Cette métamorphose a été soigneusement masquée. Dans le jargon des experts, on ne parle pas de dépravation mais de « mesures non conventionnelles ». Dans le langage des juristes, les banques centrales sont toujours des institutions protégées de l’emprise du politique. Mais, dans la réalité, il en va tout autrement. Car elles achètent désormais des tombereaux d’obligations émises par les Etats. La Réserve fédérale des Etats-Unis compte dans son bilan plus de 1.100 milliards de dollars de Treasury Bonds émis par Washington. La Banque centrale européenne a dépassé récemment les 100 milliards d’euros. Elles avaient évidemment d’excellentes raisons de le faire. Seuls les partisans de l’apocalypse auraient préféré qu’elles restent fièrement sur leur réserve. Mais en achetant massivement ces obligations avec l’argent qu’elles ont fabriqué, elles ont fait exactement l’inverse de la mission qui leur avait été confiée : préserver à long terme la valeur de la monnaie.

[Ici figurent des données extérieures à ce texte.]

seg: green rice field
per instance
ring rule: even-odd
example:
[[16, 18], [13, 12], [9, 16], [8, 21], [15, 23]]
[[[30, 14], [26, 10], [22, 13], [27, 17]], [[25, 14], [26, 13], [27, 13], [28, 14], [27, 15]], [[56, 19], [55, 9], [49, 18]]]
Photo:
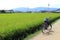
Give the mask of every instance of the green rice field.
[[[0, 39], [13, 40], [18, 34], [26, 33], [26, 30], [34, 28], [42, 24], [44, 18], [54, 20], [60, 17], [57, 13], [13, 13], [13, 14], [0, 14]], [[22, 34], [23, 35], [23, 34]], [[12, 37], [13, 36], [13, 37]], [[21, 36], [21, 35], [20, 35]], [[19, 37], [20, 37], [19, 36]]]

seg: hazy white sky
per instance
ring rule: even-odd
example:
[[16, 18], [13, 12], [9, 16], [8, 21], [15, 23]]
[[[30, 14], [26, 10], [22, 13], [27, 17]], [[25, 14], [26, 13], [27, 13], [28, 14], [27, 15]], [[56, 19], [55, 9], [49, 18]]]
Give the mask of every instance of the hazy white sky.
[[1, 9], [13, 9], [17, 7], [50, 7], [60, 8], [60, 0], [0, 0]]

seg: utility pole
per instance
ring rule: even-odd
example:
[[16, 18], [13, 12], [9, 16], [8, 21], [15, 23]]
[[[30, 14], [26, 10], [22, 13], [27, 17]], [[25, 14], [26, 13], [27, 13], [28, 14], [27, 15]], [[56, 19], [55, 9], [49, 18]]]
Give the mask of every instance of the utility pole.
[[48, 3], [48, 13], [49, 13], [49, 6], [50, 6], [50, 4]]

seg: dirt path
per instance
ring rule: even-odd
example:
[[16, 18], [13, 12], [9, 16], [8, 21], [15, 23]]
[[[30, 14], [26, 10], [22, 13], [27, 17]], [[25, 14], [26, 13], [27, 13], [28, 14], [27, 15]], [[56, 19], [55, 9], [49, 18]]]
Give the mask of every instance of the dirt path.
[[60, 40], [60, 20], [54, 23], [50, 34], [39, 33], [29, 40]]

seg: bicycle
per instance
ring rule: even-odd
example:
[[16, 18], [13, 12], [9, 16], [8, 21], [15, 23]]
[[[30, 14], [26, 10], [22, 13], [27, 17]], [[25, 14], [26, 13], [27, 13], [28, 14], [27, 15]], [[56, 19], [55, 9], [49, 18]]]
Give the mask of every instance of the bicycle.
[[45, 33], [49, 33], [52, 29], [52, 25], [51, 24], [47, 24], [47, 23], [43, 23], [42, 24], [42, 33], [45, 34]]

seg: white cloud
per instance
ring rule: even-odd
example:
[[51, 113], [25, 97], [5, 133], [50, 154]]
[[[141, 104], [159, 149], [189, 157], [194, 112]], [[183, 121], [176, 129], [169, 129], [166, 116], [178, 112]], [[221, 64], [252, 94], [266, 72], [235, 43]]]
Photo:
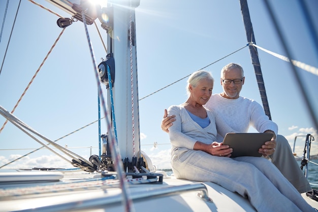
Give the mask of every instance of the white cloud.
[[297, 129], [297, 128], [298, 128], [298, 126], [293, 125], [293, 126], [292, 126], [291, 127], [289, 127], [289, 128], [288, 128], [288, 130], [293, 130], [293, 129]]
[[140, 139], [141, 140], [146, 138], [146, 137], [147, 137], [147, 135], [146, 135], [145, 133], [143, 133], [142, 132], [140, 133]]
[[317, 130], [313, 127], [310, 127], [309, 128], [301, 128], [299, 129], [299, 131], [306, 134], [317, 134]]
[[152, 165], [156, 169], [171, 168], [170, 163], [171, 150], [170, 149], [162, 150], [158, 153], [149, 155], [148, 157], [151, 160]]
[[[0, 156], [0, 164], [4, 165], [20, 157], [21, 155], [11, 155], [9, 158]], [[34, 167], [69, 168], [74, 168], [74, 166], [56, 155], [43, 155], [36, 158], [25, 156], [4, 166], [3, 168], [31, 169]]]

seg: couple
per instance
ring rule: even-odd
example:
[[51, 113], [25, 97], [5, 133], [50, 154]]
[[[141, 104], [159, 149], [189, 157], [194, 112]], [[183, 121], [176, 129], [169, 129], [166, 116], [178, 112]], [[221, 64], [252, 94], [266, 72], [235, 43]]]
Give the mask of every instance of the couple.
[[[224, 88], [227, 88], [225, 92], [233, 97], [239, 96], [244, 80], [239, 65], [230, 64], [222, 70], [221, 84]], [[209, 73], [194, 73], [188, 80], [188, 99], [168, 109], [169, 116], [175, 116], [172, 119], [175, 119], [173, 124], [170, 123], [170, 119], [166, 125], [169, 125], [167, 129], [169, 128], [172, 145], [171, 164], [176, 177], [219, 184], [248, 198], [258, 211], [315, 211], [268, 160], [229, 158], [233, 150], [216, 142], [217, 129], [220, 135], [237, 130], [226, 124], [223, 117], [203, 106], [210, 99], [213, 86], [213, 79]], [[269, 132], [276, 135], [276, 129], [274, 127]], [[260, 149], [263, 155], [273, 153], [274, 137]]]

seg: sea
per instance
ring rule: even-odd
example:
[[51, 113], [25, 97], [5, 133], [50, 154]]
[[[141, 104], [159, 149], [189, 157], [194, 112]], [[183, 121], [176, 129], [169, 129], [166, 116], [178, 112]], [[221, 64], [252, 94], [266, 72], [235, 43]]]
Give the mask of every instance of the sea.
[[[310, 161], [307, 163], [307, 179], [311, 188], [318, 189], [318, 159], [310, 160]], [[301, 161], [297, 160], [297, 162], [299, 164], [299, 167], [300, 167]], [[303, 168], [304, 173], [305, 173], [305, 166], [304, 166]]]

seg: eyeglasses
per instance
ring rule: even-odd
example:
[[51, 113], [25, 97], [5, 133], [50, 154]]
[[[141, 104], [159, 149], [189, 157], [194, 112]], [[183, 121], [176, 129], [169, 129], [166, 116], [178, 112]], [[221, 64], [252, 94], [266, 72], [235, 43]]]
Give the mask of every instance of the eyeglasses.
[[224, 83], [226, 85], [228, 85], [228, 84], [230, 84], [231, 83], [232, 83], [232, 81], [233, 81], [233, 83], [234, 84], [240, 84], [242, 82], [242, 81], [243, 81], [243, 78], [241, 79], [240, 80], [236, 79], [235, 80], [222, 80], [222, 82], [223, 82], [223, 83]]

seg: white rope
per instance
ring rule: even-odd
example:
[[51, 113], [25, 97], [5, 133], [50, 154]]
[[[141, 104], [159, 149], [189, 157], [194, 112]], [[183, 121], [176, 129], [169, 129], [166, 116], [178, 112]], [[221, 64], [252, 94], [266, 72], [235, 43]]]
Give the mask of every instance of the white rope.
[[132, 86], [132, 125], [133, 133], [133, 155], [135, 156], [135, 111], [134, 110], [134, 68], [133, 67], [133, 33], [132, 32], [132, 1], [130, 1], [130, 20], [129, 22], [129, 45], [130, 47], [131, 84]]
[[252, 43], [250, 43], [249, 44], [250, 45], [253, 46], [255, 47], [257, 47], [258, 49], [259, 49], [261, 50], [264, 51], [265, 52], [267, 52], [270, 54], [271, 54], [272, 55], [280, 59], [282, 59], [283, 60], [285, 60], [285, 61], [287, 62], [291, 62], [291, 61], [292, 61], [292, 62], [293, 63], [293, 64], [294, 64], [294, 65], [298, 67], [299, 68], [300, 68], [303, 70], [305, 70], [307, 72], [310, 72], [311, 74], [313, 74], [315, 75], [317, 75], [318, 76], [318, 68], [314, 67], [314, 66], [312, 66], [311, 65], [308, 65], [306, 63], [304, 63], [303, 62], [300, 62], [299, 61], [297, 60], [290, 60], [289, 58], [287, 57], [285, 57], [284, 56], [280, 55], [279, 54], [276, 53], [275, 52], [273, 52], [271, 51], [268, 50], [267, 49], [265, 49], [263, 48], [262, 48]]
[[67, 161], [71, 162], [70, 160], [65, 158], [64, 157], [63, 157], [62, 156], [61, 156], [61, 155], [60, 155], [59, 154], [55, 152], [54, 150], [53, 150], [53, 149], [49, 147], [48, 145], [46, 145], [45, 144], [43, 143], [41, 140], [40, 140], [39, 139], [35, 137], [34, 136], [31, 135], [29, 132], [28, 132], [27, 130], [28, 130], [29, 131], [32, 132], [33, 133], [36, 134], [36, 135], [41, 137], [43, 139], [47, 142], [49, 144], [57, 148], [59, 151], [60, 151], [61, 152], [62, 152], [64, 154], [66, 154], [67, 155], [69, 156], [70, 157], [76, 160], [77, 161], [80, 162], [80, 161], [79, 160], [79, 159], [80, 159], [81, 160], [85, 161], [85, 162], [86, 162], [90, 165], [92, 166], [92, 163], [89, 161], [86, 160], [85, 158], [82, 158], [79, 155], [73, 153], [73, 152], [70, 151], [69, 150], [68, 150], [67, 148], [65, 148], [65, 147], [62, 147], [61, 146], [58, 145], [58, 144], [52, 142], [52, 140], [50, 140], [48, 138], [40, 134], [35, 130], [33, 129], [32, 128], [31, 128], [30, 127], [26, 125], [25, 123], [23, 122], [22, 121], [18, 119], [13, 114], [12, 114], [12, 113], [10, 113], [9, 111], [7, 111], [5, 108], [2, 107], [2, 106], [1, 105], [0, 105], [0, 114], [3, 116], [5, 118], [6, 118], [12, 124], [13, 124], [16, 126], [17, 126], [17, 127], [18, 127], [18, 128], [21, 129], [22, 131], [23, 131], [24, 132], [25, 132], [26, 134], [27, 134], [32, 138], [34, 139], [35, 140], [36, 140], [39, 143], [40, 143], [41, 145], [45, 146], [49, 150], [51, 151], [53, 153], [60, 157], [61, 158], [63, 159], [64, 160], [66, 160]]

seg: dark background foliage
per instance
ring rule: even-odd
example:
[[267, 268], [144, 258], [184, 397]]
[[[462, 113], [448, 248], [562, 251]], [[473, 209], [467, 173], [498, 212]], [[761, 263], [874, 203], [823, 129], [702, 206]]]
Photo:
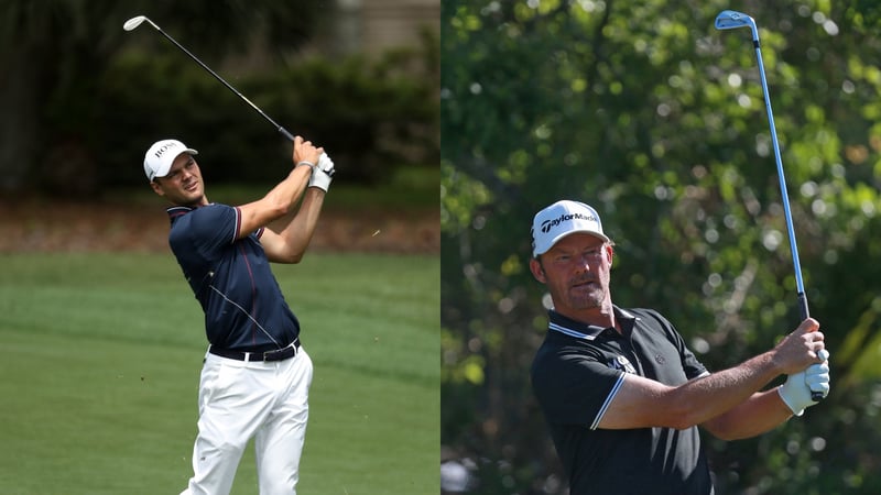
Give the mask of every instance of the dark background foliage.
[[[0, 190], [96, 195], [142, 184], [176, 136], [213, 182], [276, 180], [290, 143], [146, 23], [148, 15], [280, 125], [333, 152], [337, 179], [437, 164], [437, 34], [379, 56], [316, 53], [337, 2], [0, 3]], [[333, 41], [333, 40], [331, 40]], [[280, 172], [281, 170], [281, 172]]]

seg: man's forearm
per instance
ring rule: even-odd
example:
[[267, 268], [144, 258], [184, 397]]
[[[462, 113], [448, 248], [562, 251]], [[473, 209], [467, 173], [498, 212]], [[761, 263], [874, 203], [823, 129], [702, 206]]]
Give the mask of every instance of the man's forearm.
[[270, 226], [274, 232], [284, 238], [287, 249], [296, 253], [296, 257], [301, 257], [305, 253], [312, 241], [324, 205], [324, 197], [325, 191], [315, 187], [307, 188], [296, 213], [287, 215]]
[[758, 392], [731, 410], [701, 426], [722, 440], [755, 437], [790, 419], [792, 410], [780, 398], [776, 387]]
[[699, 425], [746, 402], [780, 373], [766, 352], [676, 387], [672, 402], [686, 411], [688, 424]]

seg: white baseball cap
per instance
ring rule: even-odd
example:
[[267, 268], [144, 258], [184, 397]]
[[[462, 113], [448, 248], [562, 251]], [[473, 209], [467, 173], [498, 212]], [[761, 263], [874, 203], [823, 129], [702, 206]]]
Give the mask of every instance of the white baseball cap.
[[551, 205], [535, 213], [532, 220], [532, 255], [541, 256], [561, 239], [576, 232], [588, 233], [610, 242], [602, 233], [599, 213], [590, 206], [568, 199]]
[[165, 177], [172, 168], [174, 158], [181, 153], [197, 155], [199, 152], [177, 140], [156, 141], [144, 154], [144, 173], [152, 183], [156, 177]]

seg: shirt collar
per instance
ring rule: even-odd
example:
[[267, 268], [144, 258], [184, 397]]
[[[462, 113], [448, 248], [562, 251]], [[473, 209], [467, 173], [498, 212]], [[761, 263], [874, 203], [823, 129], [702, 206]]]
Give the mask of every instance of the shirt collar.
[[[612, 310], [614, 311], [614, 318], [621, 323], [624, 328], [633, 328], [633, 324], [637, 321], [637, 317], [631, 315], [630, 312], [619, 308], [618, 306], [612, 306]], [[547, 329], [554, 330], [561, 333], [564, 333], [569, 337], [574, 337], [576, 339], [584, 339], [584, 340], [594, 340], [600, 333], [608, 330], [607, 327], [599, 327], [596, 324], [588, 324], [581, 323], [580, 321], [575, 321], [568, 317], [565, 317], [553, 309], [547, 310], [548, 316], [548, 323]]]
[[173, 206], [165, 209], [165, 211], [168, 213], [168, 220], [171, 220], [171, 222], [174, 223], [175, 220], [193, 211], [194, 209], [195, 208], [191, 207]]

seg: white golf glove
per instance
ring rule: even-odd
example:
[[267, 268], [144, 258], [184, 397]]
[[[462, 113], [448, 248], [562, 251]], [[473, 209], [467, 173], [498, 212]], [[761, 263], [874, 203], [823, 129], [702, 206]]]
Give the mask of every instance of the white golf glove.
[[817, 404], [811, 398], [812, 392], [823, 397], [829, 395], [829, 353], [820, 351], [822, 363], [812, 364], [805, 371], [790, 375], [786, 383], [777, 387], [780, 398], [786, 403], [795, 416], [802, 416], [806, 408]]
[[327, 153], [322, 153], [318, 158], [318, 164], [312, 169], [308, 187], [317, 187], [325, 193], [330, 188], [330, 180], [334, 176], [334, 161], [327, 156]]

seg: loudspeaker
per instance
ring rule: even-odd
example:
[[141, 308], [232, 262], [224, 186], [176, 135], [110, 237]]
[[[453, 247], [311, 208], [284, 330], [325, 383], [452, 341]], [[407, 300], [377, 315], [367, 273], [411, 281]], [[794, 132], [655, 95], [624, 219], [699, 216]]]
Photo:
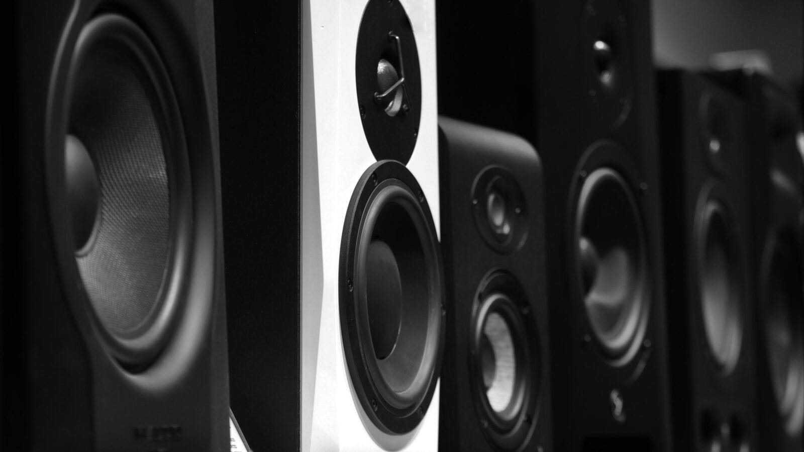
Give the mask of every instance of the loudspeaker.
[[545, 168], [557, 450], [671, 450], [649, 6], [438, 3], [439, 113]]
[[552, 450], [544, 189], [522, 138], [439, 118], [441, 450]]
[[766, 76], [710, 75], [747, 103], [760, 450], [804, 447], [804, 161], [795, 98]]
[[211, 2], [13, 4], [2, 448], [224, 450]]
[[258, 450], [433, 450], [433, 3], [215, 8], [240, 429]]
[[753, 450], [753, 290], [745, 102], [658, 74], [675, 446]]

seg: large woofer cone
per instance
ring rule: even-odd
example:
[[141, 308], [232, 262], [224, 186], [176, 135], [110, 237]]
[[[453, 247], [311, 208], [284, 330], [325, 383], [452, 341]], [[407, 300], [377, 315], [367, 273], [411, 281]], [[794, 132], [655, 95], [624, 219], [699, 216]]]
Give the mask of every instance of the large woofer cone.
[[75, 260], [109, 345], [137, 367], [164, 345], [190, 234], [183, 130], [145, 33], [103, 14], [81, 31], [67, 82], [64, 192]]
[[355, 394], [382, 431], [412, 431], [441, 366], [444, 287], [427, 200], [393, 161], [355, 190], [341, 248], [341, 332]]
[[698, 210], [698, 275], [707, 343], [716, 364], [729, 373], [740, 358], [743, 294], [733, 223], [724, 205], [704, 193]]
[[521, 286], [494, 271], [473, 304], [470, 375], [484, 434], [500, 449], [521, 446], [535, 425], [540, 380], [538, 335]]
[[804, 339], [801, 245], [794, 231], [769, 239], [763, 260], [762, 298], [768, 365], [785, 430], [804, 428]]
[[647, 250], [629, 185], [608, 167], [584, 179], [576, 211], [577, 283], [592, 331], [604, 353], [627, 362], [645, 334]]

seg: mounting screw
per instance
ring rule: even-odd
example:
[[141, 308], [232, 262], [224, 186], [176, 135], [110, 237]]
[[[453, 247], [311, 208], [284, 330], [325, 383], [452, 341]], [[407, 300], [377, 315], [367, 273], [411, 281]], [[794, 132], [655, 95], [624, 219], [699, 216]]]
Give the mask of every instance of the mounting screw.
[[609, 394], [609, 401], [611, 402], [611, 415], [617, 422], [626, 421], [625, 401], [622, 400], [622, 394], [617, 389], [612, 389]]

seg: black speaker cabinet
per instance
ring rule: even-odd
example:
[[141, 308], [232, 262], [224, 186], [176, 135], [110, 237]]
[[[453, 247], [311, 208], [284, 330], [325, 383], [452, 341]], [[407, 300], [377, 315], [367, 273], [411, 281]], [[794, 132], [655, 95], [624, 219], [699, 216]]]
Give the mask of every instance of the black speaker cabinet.
[[556, 450], [670, 450], [650, 2], [438, 7], [440, 113], [544, 163]]
[[765, 76], [742, 71], [711, 76], [748, 105], [758, 450], [800, 451], [804, 447], [801, 119], [795, 98]]
[[441, 450], [552, 450], [544, 188], [523, 139], [439, 118]]
[[300, 2], [215, 2], [232, 412], [256, 450], [298, 450]]
[[658, 73], [675, 446], [754, 450], [754, 318], [745, 102]]
[[12, 3], [0, 448], [224, 450], [212, 3]]
[[432, 0], [218, 2], [215, 18], [240, 429], [257, 450], [436, 449]]

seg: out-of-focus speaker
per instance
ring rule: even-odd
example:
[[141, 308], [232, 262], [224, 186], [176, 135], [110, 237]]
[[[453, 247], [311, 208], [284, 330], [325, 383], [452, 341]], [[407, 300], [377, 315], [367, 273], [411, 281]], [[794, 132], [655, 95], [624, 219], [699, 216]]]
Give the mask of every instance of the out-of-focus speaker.
[[2, 448], [223, 450], [211, 2], [14, 3]]
[[804, 134], [795, 98], [766, 76], [711, 74], [747, 103], [759, 450], [804, 447]]
[[650, 3], [437, 6], [439, 113], [545, 168], [556, 450], [670, 450]]
[[441, 450], [552, 450], [544, 185], [510, 134], [439, 118]]
[[215, 5], [232, 412], [258, 450], [434, 450], [433, 4], [278, 3]]
[[681, 70], [657, 88], [675, 446], [754, 450], [745, 105]]

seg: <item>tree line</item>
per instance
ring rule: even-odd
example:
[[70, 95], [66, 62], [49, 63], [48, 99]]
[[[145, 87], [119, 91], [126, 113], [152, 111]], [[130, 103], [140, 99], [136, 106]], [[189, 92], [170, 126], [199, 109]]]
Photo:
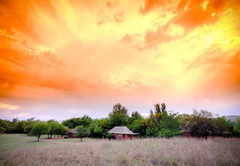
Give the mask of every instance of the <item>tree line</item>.
[[117, 103], [108, 117], [92, 119], [83, 117], [70, 118], [61, 124], [55, 120], [43, 122], [30, 118], [27, 120], [12, 121], [0, 119], [0, 131], [6, 133], [27, 133], [38, 137], [48, 134], [60, 136], [68, 134], [69, 130], [76, 128], [79, 137], [90, 136], [94, 138], [111, 138], [107, 132], [115, 126], [127, 126], [139, 137], [173, 137], [189, 134], [192, 137], [207, 138], [207, 136], [234, 136], [240, 137], [240, 119], [237, 122], [226, 120], [224, 117], [214, 117], [206, 110], [194, 110], [192, 114], [178, 114], [167, 111], [165, 103], [157, 103], [150, 110], [148, 117], [139, 112], [128, 114], [128, 109]]

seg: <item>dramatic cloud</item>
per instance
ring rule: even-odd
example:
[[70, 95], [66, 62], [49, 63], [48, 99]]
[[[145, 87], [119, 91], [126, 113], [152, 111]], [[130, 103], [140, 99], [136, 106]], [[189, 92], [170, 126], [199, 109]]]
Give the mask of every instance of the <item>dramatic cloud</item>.
[[0, 1], [1, 118], [106, 117], [120, 102], [239, 114], [235, 0]]

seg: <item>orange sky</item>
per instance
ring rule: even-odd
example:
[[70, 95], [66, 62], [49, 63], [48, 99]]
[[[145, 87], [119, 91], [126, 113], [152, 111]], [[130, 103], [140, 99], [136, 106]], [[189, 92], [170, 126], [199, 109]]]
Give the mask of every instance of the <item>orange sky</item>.
[[240, 115], [240, 1], [0, 1], [0, 118]]

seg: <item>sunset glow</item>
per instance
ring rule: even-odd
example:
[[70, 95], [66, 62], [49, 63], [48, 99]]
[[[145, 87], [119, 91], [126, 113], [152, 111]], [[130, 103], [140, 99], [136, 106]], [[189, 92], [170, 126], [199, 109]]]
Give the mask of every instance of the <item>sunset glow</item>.
[[[240, 115], [240, 1], [0, 1], [0, 117]], [[16, 112], [17, 110], [17, 112]]]

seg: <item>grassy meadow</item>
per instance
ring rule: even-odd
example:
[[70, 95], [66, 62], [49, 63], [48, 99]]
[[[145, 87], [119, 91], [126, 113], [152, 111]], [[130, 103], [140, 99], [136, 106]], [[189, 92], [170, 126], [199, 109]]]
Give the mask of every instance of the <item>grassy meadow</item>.
[[240, 140], [36, 140], [0, 135], [0, 165], [240, 165]]

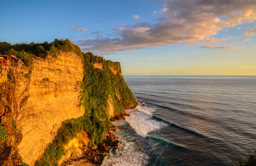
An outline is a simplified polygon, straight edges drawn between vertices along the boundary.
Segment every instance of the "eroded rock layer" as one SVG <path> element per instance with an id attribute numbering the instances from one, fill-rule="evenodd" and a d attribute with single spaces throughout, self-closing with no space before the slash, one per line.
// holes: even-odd
<path id="1" fill-rule="evenodd" d="M 19 107 L 17 126 L 23 135 L 19 153 L 32 166 L 53 139 L 61 122 L 84 113 L 77 107 L 77 83 L 83 76 L 81 57 L 62 52 L 58 59 L 48 56 L 33 62 L 29 82 L 18 86 L 16 91 Z"/>

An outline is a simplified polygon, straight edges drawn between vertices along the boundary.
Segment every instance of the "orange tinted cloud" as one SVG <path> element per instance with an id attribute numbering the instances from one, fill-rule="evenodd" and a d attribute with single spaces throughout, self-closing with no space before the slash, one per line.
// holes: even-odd
<path id="1" fill-rule="evenodd" d="M 234 48 L 234 49 L 237 49 L 237 48 L 236 48 L 233 46 L 203 46 L 200 47 L 200 48 L 214 48 L 214 49 L 230 49 L 230 48 Z"/>
<path id="2" fill-rule="evenodd" d="M 225 40 L 211 37 L 225 27 L 256 19 L 254 0 L 173 0 L 164 5 L 163 17 L 156 24 L 138 23 L 125 27 L 118 37 L 80 40 L 76 44 L 83 51 L 111 53 L 182 42 L 214 42 Z"/>

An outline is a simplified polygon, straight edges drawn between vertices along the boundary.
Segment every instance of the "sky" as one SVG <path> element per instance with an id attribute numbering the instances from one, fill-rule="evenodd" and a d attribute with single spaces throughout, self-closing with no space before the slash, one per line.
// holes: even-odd
<path id="1" fill-rule="evenodd" d="M 0 0 L 0 42 L 69 39 L 123 75 L 256 75 L 256 0 Z"/>

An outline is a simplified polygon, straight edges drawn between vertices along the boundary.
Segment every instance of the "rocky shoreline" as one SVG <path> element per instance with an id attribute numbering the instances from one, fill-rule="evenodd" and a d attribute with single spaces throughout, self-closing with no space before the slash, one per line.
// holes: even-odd
<path id="1" fill-rule="evenodd" d="M 129 116 L 125 111 L 117 113 L 115 116 L 110 119 L 112 121 L 124 119 L 125 116 Z M 108 132 L 105 133 L 104 139 L 103 142 L 100 143 L 97 146 L 89 146 L 86 149 L 82 149 L 83 153 L 75 158 L 70 158 L 64 161 L 60 166 L 100 166 L 104 157 L 106 156 L 106 152 L 109 150 L 109 147 L 117 150 L 119 145 L 122 143 L 118 140 L 118 137 L 110 130 L 116 130 L 116 127 L 115 125 L 107 127 Z"/>

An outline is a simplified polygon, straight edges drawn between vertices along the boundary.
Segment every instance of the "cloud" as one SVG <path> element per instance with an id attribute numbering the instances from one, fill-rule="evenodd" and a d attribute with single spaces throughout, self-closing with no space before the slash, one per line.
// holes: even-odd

 Il faut espérer que le temps va s’accélérer pour les banques centrales, qu’elles vont vite passer leur adolescence et leur enfance pour en venir… à leur renaissance. Elles devront avoir pour objectif non plus seulement le maintien de la valeur de la monnaie, mais aussi celui de la stabilité financière. Elles agiront non plus seulement quand les prix s’emballent, mais aussi quand le crédit s’enflamme. Et comme elles devront arbitrer entre plusieurs objectifs, leur indépendance devra être d’une autre nature – dans une démocratie, les arbitrages restent l’apanage du politique. Le chantier institutionnel est immense. Et le permis de construire n’a pas encore été déposé.